Si les romans sont nombreux à sonder la parentalité, son côté obscur ou ses innombrables petites joies, l’autofiction est également à son zénith avec ce sujet de niche. Récits, bandes dessinées ou fictions pures, ce qui relie tous les ouvrages de notre sélection non exhaustive est cette chose nommée « enfant » qui vient totalement bouleverser, pour le meilleur ou pour le pire, l’existence des protagonistes.
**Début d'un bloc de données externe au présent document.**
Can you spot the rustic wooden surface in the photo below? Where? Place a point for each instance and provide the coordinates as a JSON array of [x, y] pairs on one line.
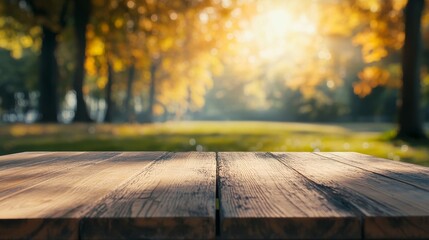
[[390, 208], [173, 198], [50, 196], [162, 195], [262, 198]]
Ces histoires qui nous unissent
La parentalité débute toujours par une naissance. Et dans la pièce Venir au monde (Atelier 10), d’Anne-Marie Olivier, on plonge dans une multitude d’histoires de naissance — toutes liées à un même point central, celui d’un accouchement dans une voiture —, allant d’une femme qui accouche devant sa mère prête à exhumer son dernier soupir, à une autre qui donne la vie devant ses enfants qui l’encouragent constamment, à une autre, autochtone victime de viol, qui fuira l’hôpital. Issus de témoignages, tous ces récits sont portés par une force vitale d’une intensité émouvante. Autres séries d’histoires d’accouchements, cette fois écrites par la main de celles qui l’ont vécu, dans Dans le ventre (XYZ). Ce collectif dirigé par Elsa Pépin réunit une palette impressionnante d’auteures — et un homme — qui prennent la plume pour partager ce moment précieux et magique pour certains, étrange et blessant pour d’autres. Un pur bonheur de lecture, une leçon d’écriture à chaque récit et un beau brin d’humanité de part et d’autre de la couverture. Myriam Beaudoin aborde quant à elle avec limpidité cette attente, ces rendez-vous, ce désir de grossesse tellement grand qu’il ronge tout dans Épiphanie (Leméac), un récit poétique personnel, rédigé comme une lettre à cet être attendu, où l’on découvre son entêtement, ses peines, et finalement cette joie immense inattendue. Dans Des nouvelles du père (Québec Amérique), on plonge dans les textes signés par une pléthore d’auteurs de talent, dont Dominic Bellavance, Matthieu Simard, Pierre Szalowski, Martin Michaud et Patrick Senécal, qui racontent que, s’ils ne sont pas toujours les plus forts ou les plus connaissants, ils sont toujours présents, toujours aimants pour leur enfant, et ce, à travers plein de petits moments du quotidien. De belles réflexions sont au cœur de cet ouvrage, notamment autour de la naissance.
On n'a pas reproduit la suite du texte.